To start a query, just use the lookup() function, with your query and a callback function that will asynchronously receive the results when it's ready. The result is an object of type fullproof.ResultSet (which manages a sorted array and provides basic set operations), possibly empty if the query does not return any result. If there are one or more result, you can iterate over it to build the text displayed to the user.

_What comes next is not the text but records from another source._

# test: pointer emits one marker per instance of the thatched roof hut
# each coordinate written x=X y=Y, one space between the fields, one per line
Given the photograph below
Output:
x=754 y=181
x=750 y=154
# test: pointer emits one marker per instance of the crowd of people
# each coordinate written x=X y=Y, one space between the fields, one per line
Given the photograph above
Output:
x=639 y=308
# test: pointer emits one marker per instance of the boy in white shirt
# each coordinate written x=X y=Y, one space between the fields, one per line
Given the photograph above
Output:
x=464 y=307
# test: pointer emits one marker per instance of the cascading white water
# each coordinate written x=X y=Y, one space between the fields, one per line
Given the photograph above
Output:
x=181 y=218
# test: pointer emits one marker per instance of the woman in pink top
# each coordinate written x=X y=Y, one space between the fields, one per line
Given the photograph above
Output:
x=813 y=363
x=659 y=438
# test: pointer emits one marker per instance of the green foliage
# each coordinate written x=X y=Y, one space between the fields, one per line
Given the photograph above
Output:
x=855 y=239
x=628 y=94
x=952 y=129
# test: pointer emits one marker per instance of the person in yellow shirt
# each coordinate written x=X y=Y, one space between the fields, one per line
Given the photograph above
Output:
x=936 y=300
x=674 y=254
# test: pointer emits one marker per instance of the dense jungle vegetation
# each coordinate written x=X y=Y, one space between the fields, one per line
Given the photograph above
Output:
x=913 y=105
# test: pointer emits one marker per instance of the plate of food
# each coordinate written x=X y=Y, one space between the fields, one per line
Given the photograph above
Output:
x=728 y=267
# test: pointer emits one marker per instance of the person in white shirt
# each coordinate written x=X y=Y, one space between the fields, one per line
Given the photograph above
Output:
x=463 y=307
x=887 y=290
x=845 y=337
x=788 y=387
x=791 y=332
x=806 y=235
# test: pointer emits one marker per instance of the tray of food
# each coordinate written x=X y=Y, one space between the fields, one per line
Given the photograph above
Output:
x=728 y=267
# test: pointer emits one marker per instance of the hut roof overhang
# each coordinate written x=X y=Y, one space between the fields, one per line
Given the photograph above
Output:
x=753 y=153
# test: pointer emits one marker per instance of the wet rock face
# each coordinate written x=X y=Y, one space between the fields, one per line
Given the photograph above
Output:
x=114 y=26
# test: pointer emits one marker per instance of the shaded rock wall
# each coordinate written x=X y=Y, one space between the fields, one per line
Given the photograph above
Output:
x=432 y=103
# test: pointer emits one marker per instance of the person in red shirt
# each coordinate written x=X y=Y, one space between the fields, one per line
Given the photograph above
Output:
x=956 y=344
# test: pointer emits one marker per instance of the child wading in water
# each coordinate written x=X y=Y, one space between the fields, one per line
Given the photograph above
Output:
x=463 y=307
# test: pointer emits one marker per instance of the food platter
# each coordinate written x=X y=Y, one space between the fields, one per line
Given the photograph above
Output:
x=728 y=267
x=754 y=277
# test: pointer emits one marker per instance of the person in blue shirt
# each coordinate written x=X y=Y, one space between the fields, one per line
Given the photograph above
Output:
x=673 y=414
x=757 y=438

So let's create a search() function that takes the value of an input field, use it as a query, looks it up in the search engine, and creates the user response based on the results.

    function search() {
        var value = $("#typehere").val();

        // Request a search to the mario engine, then displays the results, if any.
        marioSearchEngine.lookup(value, function(resultset) {
            var result ="";
            if (resultset && resultset.getSize()) {
                var rsize = resultset.getSize();
                result = "<h1>Found " + rsize + " character"+(rsize>1?"s":"")+" matching your request.</h1>";
                result += "<table><tr><th>Name</th><th>Role</th></tr>"
                resultset.forEach(function(e) {
                    var c = marioData[e];
                    result += "<tr><td style='font-weight: bold;'>"+ c.name+"</td>";
                    result += "<td>"+ c.type+"</td></tr>";
                });
                result += "</table>";
            } else {
                result = "<h2>No result found :-(</h2>";
            }
            $("#results").html(result);
        });
    }